Organize best practices for Agent, knowledge base, workflow, and platform governance with the goals of less rework, lower risk, and easier handoff.

Feature Overview

Best practices are not an additional feature, but a set of implementation methods that help you avoid detours. Their role is to turn “usable” into “stable, maintainable, and scalable” as quickly as possible.

Use Cases

Suitable for:

  • Building core capabilities for the first time
  • Preparing to move from pilot to production launch
  • Reducing the risks of rework, hallucination, over-permission, and cost runaway

Step 1: Make Agent small first, not complete

The easiest mistake at the beginning is trying to make one Agent solve too many things at the same time.
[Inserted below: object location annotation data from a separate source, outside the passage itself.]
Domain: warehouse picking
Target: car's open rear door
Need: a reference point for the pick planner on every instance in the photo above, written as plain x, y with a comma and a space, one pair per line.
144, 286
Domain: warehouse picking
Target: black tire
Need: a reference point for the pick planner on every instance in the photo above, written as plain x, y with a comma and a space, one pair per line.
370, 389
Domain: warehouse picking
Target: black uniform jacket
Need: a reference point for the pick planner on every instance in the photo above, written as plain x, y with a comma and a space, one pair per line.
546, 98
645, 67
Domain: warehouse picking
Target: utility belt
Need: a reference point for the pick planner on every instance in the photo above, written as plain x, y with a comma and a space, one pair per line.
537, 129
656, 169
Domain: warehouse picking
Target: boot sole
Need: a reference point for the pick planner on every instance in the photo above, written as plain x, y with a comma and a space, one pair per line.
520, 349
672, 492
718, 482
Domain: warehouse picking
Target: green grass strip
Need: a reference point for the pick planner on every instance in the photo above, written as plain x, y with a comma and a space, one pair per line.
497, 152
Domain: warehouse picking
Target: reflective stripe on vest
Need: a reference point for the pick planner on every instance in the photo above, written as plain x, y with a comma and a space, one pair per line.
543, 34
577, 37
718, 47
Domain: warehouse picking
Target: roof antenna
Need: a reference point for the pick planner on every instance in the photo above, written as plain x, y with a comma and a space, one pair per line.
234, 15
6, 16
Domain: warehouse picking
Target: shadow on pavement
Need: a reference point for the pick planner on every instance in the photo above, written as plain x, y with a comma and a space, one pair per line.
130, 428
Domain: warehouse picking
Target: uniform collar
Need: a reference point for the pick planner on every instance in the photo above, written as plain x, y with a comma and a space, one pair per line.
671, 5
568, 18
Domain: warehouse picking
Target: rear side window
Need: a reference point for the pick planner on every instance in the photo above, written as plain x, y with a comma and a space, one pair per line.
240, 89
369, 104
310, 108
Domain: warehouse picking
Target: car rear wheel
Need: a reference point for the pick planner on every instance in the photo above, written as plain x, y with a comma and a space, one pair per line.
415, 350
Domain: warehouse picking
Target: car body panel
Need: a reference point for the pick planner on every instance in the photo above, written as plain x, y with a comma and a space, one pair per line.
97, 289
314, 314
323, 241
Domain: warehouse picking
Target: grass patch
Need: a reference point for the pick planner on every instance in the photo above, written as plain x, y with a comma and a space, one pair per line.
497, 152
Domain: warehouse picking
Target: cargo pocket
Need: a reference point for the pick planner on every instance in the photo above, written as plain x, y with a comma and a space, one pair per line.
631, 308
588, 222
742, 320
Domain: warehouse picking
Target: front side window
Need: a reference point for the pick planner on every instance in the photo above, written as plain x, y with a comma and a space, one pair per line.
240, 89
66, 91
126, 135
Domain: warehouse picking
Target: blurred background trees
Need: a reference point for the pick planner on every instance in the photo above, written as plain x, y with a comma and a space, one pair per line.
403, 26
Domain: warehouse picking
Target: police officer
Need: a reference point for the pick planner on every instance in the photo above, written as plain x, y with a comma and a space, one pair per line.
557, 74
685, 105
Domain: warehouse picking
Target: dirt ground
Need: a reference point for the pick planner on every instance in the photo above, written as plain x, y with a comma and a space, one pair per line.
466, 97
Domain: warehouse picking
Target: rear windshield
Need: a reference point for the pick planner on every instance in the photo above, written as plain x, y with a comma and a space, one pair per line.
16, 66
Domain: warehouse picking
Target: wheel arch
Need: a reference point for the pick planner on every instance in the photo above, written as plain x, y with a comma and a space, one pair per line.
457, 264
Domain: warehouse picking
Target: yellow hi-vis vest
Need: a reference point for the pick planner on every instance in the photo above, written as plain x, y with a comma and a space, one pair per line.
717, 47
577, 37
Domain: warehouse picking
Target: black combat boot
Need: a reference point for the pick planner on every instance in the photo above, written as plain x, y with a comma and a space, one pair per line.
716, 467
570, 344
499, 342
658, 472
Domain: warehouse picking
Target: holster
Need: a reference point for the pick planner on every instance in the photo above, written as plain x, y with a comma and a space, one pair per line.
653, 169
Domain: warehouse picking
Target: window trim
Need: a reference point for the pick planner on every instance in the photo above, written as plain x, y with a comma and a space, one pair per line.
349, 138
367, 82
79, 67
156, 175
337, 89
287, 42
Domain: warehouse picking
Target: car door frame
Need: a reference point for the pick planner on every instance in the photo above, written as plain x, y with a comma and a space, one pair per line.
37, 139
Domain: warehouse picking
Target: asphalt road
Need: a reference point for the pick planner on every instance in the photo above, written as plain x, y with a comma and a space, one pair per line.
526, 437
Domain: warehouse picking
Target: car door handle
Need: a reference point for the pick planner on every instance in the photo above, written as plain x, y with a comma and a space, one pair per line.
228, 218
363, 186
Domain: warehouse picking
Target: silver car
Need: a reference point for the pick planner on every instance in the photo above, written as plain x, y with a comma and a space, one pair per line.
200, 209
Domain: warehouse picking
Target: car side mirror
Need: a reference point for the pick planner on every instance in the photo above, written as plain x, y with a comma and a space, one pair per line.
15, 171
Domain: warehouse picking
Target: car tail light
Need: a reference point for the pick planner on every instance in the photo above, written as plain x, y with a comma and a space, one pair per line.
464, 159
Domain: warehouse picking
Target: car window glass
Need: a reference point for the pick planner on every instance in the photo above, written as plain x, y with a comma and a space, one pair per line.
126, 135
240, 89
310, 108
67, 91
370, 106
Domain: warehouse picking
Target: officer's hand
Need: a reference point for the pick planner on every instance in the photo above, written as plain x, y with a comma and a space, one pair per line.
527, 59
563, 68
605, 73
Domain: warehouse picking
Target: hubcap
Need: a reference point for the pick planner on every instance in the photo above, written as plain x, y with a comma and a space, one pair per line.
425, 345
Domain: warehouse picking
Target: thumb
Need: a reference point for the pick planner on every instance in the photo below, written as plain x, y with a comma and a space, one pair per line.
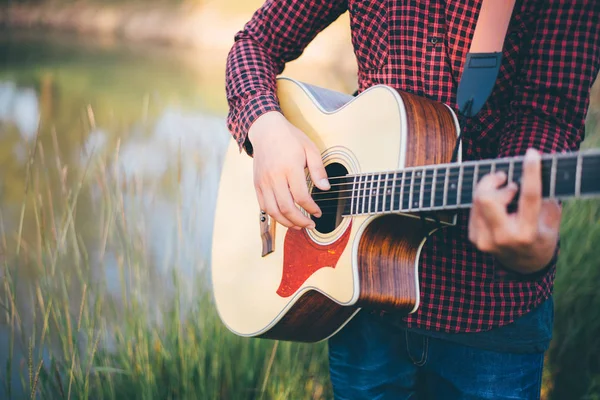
316, 168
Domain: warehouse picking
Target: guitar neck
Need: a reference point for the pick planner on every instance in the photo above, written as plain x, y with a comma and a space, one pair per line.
450, 186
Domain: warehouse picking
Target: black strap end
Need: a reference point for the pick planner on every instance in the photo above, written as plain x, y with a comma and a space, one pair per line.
477, 81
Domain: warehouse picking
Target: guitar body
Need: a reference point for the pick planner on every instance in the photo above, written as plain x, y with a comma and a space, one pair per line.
305, 285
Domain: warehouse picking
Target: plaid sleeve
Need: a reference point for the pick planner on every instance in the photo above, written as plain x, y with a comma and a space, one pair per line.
277, 33
552, 96
558, 69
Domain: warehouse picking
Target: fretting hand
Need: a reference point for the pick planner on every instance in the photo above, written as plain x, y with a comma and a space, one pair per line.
524, 241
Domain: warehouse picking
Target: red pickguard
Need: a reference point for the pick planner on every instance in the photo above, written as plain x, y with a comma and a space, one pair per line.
302, 257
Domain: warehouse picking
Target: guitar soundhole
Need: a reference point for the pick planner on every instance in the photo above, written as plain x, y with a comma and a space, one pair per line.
332, 202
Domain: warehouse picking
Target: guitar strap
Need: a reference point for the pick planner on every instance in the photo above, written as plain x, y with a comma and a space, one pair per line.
484, 57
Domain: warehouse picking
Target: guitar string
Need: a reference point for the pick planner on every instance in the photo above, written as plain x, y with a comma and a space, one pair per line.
410, 181
454, 170
405, 195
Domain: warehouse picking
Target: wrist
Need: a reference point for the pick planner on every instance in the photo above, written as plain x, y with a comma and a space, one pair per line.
261, 124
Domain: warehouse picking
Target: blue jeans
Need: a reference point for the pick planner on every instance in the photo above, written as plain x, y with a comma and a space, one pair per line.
371, 359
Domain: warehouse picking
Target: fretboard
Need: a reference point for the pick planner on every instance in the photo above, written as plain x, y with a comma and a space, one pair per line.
451, 186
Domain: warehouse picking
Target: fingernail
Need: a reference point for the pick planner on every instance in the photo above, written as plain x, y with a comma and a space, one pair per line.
532, 154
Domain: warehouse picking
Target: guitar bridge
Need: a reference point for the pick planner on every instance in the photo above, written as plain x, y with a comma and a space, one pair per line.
267, 233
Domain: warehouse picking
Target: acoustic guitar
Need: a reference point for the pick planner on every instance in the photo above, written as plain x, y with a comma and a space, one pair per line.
388, 158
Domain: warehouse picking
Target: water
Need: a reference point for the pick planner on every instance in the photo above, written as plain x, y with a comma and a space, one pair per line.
73, 100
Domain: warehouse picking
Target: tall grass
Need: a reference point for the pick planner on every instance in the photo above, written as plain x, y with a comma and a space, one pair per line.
83, 342
71, 337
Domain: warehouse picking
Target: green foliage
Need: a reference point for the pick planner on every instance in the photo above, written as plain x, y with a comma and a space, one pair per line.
87, 344
74, 331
A more stable approach is:

  • Solve only one core business goal at a time
  • Stabilize basic conversations first
  • Then gradually add knowledge, tool, or memory capabilities

Step 2: Make the knowledge base accurate first, not large

The key order for building a knowledge base should be:

  1. Ensure material quality first
  2. Then import samples for testing
  3. Then gradually expand the material scale

If you only pursue document quantity at the beginning, later tuning costs will be very high.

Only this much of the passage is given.